Pensamentos: indesejados e desnecessários? Uma odisséia de Ulisses

Ulisses tinha aqueles pensamentos perturbadores todos os dias. Ao terminar o trabalho, punha a máscara protetora para cima e olhava o serviço de solda, para checar se estava bem feito. Depois fazia o acabamento, pintava sempre com o mesmo fundo cinza e instalava para o cliente. Mas não conseguia deixar de ficar preocupado até ver seu produto em funcionamento por algum tempo.

Até aí tudo bem, se por acaso Ulisses se contentasse em deixar a vida seguir seu curso e, eventualmente contar com a possibilidade de alguém lhe ligar para reclamar de algum serviço, como muitas pessoas fazem normalmente.

No caso de Ulisses, o trabalho ficava tanto tempo na cabeça junto à expectativa de alguém reclamar, que no final de contas, ele acabava pegando a bicicleta velha (e com soldas trincadas) para passar na frente da casa dos clientes algumas vezes. Quando não trombava “ao acaso” com eles, acabava chamando para perguntar se o portão estava direito. Justificava-se dizendo que era sua forma de “fazer controle de qualidade”…
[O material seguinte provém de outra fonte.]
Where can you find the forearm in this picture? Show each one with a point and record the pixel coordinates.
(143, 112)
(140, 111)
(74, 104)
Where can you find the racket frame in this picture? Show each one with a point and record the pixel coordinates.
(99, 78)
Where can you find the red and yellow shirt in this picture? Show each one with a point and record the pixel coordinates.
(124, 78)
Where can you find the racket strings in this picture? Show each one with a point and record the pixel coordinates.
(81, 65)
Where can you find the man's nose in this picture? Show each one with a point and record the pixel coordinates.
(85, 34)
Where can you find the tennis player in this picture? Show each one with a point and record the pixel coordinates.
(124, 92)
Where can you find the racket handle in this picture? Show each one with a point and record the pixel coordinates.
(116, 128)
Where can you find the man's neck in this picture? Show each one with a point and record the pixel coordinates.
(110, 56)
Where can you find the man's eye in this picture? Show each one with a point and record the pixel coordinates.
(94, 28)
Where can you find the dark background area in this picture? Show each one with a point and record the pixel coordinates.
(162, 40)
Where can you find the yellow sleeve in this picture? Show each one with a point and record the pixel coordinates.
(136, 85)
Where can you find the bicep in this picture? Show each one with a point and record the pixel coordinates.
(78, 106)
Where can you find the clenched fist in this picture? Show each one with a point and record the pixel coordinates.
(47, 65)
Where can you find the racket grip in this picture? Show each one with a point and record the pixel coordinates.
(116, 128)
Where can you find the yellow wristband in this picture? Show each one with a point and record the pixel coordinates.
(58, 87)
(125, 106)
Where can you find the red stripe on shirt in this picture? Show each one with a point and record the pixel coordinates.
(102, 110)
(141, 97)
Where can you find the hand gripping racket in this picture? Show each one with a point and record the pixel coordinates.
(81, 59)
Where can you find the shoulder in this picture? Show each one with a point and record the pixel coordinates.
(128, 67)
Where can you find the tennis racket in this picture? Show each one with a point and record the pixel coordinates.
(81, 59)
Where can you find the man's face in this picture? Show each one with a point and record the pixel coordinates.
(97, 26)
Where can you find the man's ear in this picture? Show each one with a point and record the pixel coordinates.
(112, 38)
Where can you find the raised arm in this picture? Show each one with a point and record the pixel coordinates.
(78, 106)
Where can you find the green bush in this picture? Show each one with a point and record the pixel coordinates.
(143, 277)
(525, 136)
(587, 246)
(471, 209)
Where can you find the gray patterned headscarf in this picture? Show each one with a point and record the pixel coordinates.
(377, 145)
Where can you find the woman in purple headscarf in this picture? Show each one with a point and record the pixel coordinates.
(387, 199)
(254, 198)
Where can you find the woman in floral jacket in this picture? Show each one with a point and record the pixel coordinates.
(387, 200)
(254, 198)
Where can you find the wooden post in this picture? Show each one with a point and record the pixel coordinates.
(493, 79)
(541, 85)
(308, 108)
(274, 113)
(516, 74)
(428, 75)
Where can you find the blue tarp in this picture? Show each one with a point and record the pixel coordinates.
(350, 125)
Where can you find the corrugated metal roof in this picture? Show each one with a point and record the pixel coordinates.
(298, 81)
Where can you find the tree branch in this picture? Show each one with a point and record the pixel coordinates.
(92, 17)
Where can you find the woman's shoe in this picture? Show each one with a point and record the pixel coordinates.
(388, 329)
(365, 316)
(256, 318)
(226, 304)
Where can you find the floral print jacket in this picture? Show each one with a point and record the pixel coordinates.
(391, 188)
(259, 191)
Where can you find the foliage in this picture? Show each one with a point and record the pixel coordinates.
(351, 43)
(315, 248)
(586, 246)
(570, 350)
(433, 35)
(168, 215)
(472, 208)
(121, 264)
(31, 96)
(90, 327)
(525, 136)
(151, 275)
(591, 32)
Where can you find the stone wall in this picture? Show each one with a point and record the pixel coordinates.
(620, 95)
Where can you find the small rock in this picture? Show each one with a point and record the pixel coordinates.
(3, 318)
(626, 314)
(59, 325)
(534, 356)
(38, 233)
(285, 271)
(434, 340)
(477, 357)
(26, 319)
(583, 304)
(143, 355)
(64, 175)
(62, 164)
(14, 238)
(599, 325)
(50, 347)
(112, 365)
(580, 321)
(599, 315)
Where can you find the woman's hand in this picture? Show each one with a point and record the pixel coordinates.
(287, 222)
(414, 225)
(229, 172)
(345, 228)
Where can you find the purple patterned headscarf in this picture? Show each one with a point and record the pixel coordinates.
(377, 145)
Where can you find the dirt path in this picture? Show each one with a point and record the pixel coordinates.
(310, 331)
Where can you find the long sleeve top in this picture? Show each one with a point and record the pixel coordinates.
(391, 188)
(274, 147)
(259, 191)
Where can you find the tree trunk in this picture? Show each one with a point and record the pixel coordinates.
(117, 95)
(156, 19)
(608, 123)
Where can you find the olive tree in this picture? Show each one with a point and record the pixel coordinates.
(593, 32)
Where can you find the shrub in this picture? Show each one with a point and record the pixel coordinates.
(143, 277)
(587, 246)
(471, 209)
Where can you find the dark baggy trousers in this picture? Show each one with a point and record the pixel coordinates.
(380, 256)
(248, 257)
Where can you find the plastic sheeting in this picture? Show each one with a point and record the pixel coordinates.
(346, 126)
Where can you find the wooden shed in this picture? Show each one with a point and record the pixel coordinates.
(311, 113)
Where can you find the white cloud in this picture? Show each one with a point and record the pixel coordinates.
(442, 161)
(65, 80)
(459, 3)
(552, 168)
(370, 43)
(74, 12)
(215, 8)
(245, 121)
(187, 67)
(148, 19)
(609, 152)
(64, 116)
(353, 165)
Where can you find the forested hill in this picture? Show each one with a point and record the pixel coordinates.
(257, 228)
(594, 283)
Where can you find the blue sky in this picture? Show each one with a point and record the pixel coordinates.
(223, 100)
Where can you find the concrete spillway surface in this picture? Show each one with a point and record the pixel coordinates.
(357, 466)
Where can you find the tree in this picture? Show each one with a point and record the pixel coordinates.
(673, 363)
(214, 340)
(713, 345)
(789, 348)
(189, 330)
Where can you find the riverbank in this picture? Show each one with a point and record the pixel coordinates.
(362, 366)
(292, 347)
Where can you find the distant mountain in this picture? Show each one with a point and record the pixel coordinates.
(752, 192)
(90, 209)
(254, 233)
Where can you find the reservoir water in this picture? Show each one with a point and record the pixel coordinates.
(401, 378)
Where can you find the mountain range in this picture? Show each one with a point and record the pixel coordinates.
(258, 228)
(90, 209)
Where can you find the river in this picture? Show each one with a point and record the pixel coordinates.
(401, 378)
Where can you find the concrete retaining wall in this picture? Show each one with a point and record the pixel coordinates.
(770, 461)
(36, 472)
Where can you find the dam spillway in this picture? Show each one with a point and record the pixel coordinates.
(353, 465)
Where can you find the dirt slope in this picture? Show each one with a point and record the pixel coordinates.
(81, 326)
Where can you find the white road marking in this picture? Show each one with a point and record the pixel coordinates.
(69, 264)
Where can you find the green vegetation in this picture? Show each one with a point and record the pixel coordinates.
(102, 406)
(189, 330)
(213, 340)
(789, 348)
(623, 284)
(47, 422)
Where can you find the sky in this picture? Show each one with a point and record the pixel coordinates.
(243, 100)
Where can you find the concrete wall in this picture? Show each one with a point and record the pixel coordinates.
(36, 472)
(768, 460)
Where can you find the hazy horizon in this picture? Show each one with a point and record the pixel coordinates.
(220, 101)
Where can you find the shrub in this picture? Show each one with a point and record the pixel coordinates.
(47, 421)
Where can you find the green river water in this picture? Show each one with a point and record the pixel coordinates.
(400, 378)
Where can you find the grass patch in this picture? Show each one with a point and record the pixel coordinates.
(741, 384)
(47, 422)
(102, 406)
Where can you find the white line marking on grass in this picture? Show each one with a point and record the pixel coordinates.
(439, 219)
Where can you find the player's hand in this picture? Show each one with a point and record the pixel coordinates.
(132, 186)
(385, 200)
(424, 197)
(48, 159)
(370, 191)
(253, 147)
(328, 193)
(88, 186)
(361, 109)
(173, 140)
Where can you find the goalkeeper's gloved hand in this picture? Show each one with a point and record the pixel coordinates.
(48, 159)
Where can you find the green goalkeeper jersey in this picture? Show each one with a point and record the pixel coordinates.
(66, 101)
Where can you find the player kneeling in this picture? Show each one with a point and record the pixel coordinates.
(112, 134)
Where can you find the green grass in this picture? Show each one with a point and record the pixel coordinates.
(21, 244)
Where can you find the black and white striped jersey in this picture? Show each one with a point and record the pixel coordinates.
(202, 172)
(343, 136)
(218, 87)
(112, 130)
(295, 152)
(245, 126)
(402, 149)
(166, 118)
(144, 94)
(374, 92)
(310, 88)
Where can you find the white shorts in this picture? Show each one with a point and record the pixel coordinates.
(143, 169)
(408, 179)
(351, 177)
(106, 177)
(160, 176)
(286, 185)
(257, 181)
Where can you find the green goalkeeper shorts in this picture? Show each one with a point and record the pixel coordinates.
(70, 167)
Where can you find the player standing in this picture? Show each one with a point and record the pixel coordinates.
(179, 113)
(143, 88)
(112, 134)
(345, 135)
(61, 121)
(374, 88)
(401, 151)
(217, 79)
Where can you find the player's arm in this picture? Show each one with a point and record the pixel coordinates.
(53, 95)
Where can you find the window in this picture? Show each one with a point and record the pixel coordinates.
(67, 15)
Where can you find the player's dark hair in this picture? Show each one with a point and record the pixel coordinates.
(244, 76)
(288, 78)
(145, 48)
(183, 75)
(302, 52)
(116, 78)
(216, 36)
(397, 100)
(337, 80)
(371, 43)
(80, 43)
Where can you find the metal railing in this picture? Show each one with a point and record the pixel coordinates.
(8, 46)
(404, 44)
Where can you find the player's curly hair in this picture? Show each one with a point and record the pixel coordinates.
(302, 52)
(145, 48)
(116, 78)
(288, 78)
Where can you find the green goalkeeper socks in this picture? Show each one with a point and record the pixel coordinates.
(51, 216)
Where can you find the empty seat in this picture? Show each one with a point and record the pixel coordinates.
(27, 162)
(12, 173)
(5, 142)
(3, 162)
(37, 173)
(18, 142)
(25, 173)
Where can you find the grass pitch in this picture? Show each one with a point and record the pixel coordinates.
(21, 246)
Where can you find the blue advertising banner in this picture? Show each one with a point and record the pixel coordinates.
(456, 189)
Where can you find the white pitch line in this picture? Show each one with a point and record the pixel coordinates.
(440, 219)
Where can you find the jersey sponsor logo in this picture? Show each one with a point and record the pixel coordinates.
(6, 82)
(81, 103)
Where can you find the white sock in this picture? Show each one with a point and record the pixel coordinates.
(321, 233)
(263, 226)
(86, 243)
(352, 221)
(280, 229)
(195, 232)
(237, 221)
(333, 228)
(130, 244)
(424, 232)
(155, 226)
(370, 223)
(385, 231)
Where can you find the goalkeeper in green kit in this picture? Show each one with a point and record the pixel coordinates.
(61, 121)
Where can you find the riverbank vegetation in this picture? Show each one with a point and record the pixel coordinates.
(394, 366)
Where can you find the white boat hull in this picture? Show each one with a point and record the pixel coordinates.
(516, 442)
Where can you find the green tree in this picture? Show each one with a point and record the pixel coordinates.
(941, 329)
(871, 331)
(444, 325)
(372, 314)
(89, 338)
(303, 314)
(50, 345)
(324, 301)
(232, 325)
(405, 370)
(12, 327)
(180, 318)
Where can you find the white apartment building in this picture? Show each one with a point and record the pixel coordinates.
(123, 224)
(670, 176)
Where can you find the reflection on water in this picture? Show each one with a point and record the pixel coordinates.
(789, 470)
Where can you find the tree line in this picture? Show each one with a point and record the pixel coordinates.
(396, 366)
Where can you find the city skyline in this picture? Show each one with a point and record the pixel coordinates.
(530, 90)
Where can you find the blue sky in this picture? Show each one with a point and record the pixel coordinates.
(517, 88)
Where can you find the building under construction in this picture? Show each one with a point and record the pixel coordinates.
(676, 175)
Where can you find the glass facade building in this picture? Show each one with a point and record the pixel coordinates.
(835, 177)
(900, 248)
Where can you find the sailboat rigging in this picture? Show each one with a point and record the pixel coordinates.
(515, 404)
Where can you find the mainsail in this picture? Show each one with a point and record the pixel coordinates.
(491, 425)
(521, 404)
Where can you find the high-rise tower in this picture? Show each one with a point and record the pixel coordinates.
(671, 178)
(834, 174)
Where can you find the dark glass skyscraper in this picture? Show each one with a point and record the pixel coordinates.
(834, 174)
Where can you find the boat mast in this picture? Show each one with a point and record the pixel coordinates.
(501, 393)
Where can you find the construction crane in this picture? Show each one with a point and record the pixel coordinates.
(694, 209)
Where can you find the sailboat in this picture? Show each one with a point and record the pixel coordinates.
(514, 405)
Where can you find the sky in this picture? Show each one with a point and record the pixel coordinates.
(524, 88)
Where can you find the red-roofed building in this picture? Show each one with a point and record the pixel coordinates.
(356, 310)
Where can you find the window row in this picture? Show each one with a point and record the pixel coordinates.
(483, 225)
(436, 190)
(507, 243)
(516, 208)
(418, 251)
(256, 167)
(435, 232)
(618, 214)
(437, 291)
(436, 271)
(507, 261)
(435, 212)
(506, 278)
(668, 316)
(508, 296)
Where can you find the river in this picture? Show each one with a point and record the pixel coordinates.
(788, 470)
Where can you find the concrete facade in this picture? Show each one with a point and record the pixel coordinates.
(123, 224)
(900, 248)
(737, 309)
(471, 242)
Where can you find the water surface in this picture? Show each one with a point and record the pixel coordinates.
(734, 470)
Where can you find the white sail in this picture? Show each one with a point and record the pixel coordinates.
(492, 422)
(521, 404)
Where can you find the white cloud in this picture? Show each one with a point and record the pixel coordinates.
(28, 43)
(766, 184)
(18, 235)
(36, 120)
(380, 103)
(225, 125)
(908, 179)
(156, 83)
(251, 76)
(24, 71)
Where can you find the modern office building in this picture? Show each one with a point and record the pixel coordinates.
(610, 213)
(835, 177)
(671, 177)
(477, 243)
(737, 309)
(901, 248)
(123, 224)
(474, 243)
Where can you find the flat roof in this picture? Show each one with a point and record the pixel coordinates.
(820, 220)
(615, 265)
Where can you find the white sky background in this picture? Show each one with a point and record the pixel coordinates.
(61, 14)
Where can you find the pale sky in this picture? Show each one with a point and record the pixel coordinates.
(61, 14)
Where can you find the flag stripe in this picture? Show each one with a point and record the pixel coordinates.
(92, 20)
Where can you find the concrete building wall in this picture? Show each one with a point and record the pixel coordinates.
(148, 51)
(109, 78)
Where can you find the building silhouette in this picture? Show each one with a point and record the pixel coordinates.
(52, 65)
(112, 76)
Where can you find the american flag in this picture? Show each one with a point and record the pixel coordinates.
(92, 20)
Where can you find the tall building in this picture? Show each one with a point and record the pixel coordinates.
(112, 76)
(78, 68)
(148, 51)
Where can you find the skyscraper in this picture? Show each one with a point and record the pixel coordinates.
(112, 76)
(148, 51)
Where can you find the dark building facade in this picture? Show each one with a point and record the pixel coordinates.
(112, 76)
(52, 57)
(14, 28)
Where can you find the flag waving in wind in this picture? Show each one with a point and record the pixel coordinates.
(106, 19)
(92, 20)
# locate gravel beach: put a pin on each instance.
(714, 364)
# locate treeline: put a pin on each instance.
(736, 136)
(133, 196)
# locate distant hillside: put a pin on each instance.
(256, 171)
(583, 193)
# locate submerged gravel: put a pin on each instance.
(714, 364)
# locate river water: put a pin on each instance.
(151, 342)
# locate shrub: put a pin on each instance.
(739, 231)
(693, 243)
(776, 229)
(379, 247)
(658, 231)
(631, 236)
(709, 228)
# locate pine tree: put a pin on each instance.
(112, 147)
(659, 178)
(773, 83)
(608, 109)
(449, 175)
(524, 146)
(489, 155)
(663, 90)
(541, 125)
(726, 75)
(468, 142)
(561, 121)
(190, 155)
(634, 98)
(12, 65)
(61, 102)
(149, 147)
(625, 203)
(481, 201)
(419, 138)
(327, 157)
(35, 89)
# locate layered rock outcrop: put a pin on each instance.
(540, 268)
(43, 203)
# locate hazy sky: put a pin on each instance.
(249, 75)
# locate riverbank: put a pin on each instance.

Às vezes, parado todo sujo ao lado da máquina de solda ou sobre a bicicleta, Ulisses passava o antebraço na testa suada. Normalmente achava que era esse o seu “normal” – ainda que clientes reclamando fossem uma coisa extremamente rara – de forma tal que insistia e continuava perdendo horrores de tempo com checagens e novas checagens.

Para piorar, apesar de toda polidez com o trabalho, Ulisses não conseguia conversar muito bem. Era breve nas palavras e quando parecia se soltar, logo gaguejava e dava um jeito de encerrar a conversa. “Tinha” que medir as palavras para não falar todos os palavrões que vinham na cabeça e para não assustar ninguém.

Ulisses melhorava quando bebia… ao menos era o que acreditava. Rosinha que o dissesse… Seu homem era um sujeito bastante difícil e que não aceitava jamais mudar nada. Não que ele não fosse capaz de lavar uma colher, nada disso… Ele só não considerava aceitável fazer o papel de uma mulher em casa, então, nem uma colher ele lavava.

A verdade é que Ulisses estava tomado por uma porção de pensamentos indesejados, sobre como é que faria se alguém reclamasse sobre a solda dos portões ou, o que achariam dele se passasse a lavar louças em casa ou, ainda, se ele deixasse de cuidar da fala e soltasse um palavrão diante de um cliente “tipo doutor”.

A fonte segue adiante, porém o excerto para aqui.